Sen. Raphael Warnock (D-Ga.) on Thursday condemned the arrest of Georgia state Rep. Park Cannon (D), telling reporters outside the Fulton County Jail that “she did not deserve this.”
Cannon was detained Thursday after she repeatedly knocked on the door of Gov. Brian Kemp’s (R) office while he signed a controversial new bill that would tighten voting rules in the state. The governor was holding a livestreamed signing ceremony for the legislation behind closed doors.
“Today is a very sad day for the state of Georgia,” Warnock told reporters Thursday. The newly elected Georgia senator added that Cannon is a parishioner at Ebenezer Baptist Church in Atlanta, where Warnock was senior pastor.
“What we have witnessed today is a very desperate attempt to lock out and squeeze the people out of their own democracy,” he said.
“The people are being locked down and locked out of their own democracy,” he continued, adding, “This effort to silence the voices of Georgians … will not stand.”

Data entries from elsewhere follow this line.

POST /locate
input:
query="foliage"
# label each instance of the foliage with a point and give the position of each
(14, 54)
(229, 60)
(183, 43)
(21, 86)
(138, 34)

Warnock said that Cannon, who was captured in video footage with law enforcement forcing her out of the state Capitol Thursday, “is understandably a bit shaken by what happened to her.”
“She did not deserve this,” he added.
Warnock also compared Cannon’s actions to those of the rioters who carried out the Jan. 6 attack at the U.S. Capitol.
The senator said he “saw a state representative knocking on a door of the governor and she was arrested,” while “we saw a violent, insurrectionist attack on the United States Capitol and police officers died in that case.”
“I want to know what makes her actions so dangerous,” Warnock said.
Cannon’s attorney, Gerald Griggs, who appeared alongside Warnock as they spoke to reporters Thursday evening, said they had secured Cannon’s release, adding that the lawmaker sustained bruises during the arrest.
“We had an African American woman who was standing up for the voices of millions of Georgia voters,” Griggs said.
The lawyer, who is associated with the Atlanta chapter of the NAACP, added that he intended to get Cannon absolved of all charges.
Others have come to Cannon’s defense since video of her arrest surfaced online, including Georgia Sen. Jon Ossoff (D), who tweeted, “I stand with Georgia State Rep. Park Cannon,” adding that she was arrested “as she tried to observe the cowardly closed-door signing ceremony for the voter suppression law.”
Bernice King, daughter of the late civil rights icon Martin Luther King Jr., also condemned the arrest, calling it “despicable” and “reminiscent of everything that my father, John Lewis, CT Vivian, Amelia Boynton and so many others sacrificed their lives for.”
“I applaud her bravery and her courage, because we’re in those times now,” King said of Cannon. “Not in a violent way, but in a nonviolent way, we are going to have to be willing to be courageous and continue to let our voices be heard and strategize and mobilize, and sometimes, we’ve got to sacrifice where it hurts.”